Glawogger blatantly stages scenes in the middle of his documentaries and doesn’t try to obscure the fact. In Megacities, there is a sequence that takes place in New York in which the camera follows various men down the street as they argue or offer a sales pitch—sometimes with a partner, sometimes directly at the camera. These moments are meant to mimic the feeling of walking down the street in New York and being bombarded by fast-talking voices from every angle, each one with an agenda. The pace of the sequence is fast, rhythmic, and obviously fabricated. Glawogger follows a con-man, at close range, as he suckers people out of money, even bringing a man up to his hotel room, pulling a knife on him, and robbing him of all his cash. Of course, the camera being in the room, there is no way the scene would unfold in reality the way it does on screen. But over these scenes, the man’s voice provides narration in what, it appears, is an unscripted interview. Are the scenes around the interview based on stories the man is telling, using the real subject as an actor in the re-staging of scenes from his life? Or is the whole thing fabricated, in order to show us something that, in most cases, could not be seen with a camera the way Glawogger is showing it. Is there less truth to what is being shown because it, possibly, didn’t actually happen?
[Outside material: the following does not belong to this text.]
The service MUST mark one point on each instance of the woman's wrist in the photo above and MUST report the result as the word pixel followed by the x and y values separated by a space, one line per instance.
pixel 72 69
The sequences Glawogger builds—staged, un-staged—are frighteningly evocative. In the third film of the trilogy, Whore’s Glory (2012), the final sequence takes place in an ominous area called The Zone, located in the border town of Reynosa, Mexico. In what looks like a dilapidated set from an old Western, the Zone is a strip that men (often groups of men) drive through slowly as women, lined in small rooms on either side, wait in the doorway for them to come inside. Glawogger spends time with the prostitutes inside their small rooms (sometimes even when they have a customer) as well as getting in the car with a few guys as they cruise the strip. The dim lights, the emptiness of the muddy streets, the groups of men, eyes wide, driving around and around—the whole thing is presented like a horror film. Glawogger, who will position his camera as the eyes of the john, watching, lingering over the prostitutes, creates a sense of urgency. Glawogger must heighten, or recreate, those elements of the environment—the tension and danger—that can’t be expressed simply with a camera. All documentary is manipulative. Glawogger is not afraid of that truth, and not afraid to use to his advantage to get at larger truths.
Glawogger often seems to be on a quest to make his subjects heroic. Maybe this is the only hope for people who, as per the Vollmann questions epigraph in the beginning of Megacities, perhaps have no birthright to the soul. For Glawogger, the soul may be the only thing left, the one thing they can’t strip from you. This is reinforced during a sequence in Whore’s Glory that takes place in the red-light district of Faridpur, Bangladesh. The local madam sits with a young girl, giving her the rundown of what to do with a client: “Don’t do everything a client asks of you. Tell him: I sell my body but not my soul.”
The Museum of the Moving Image will be screening Glawogger’s work through April 29th as part of a retrospective.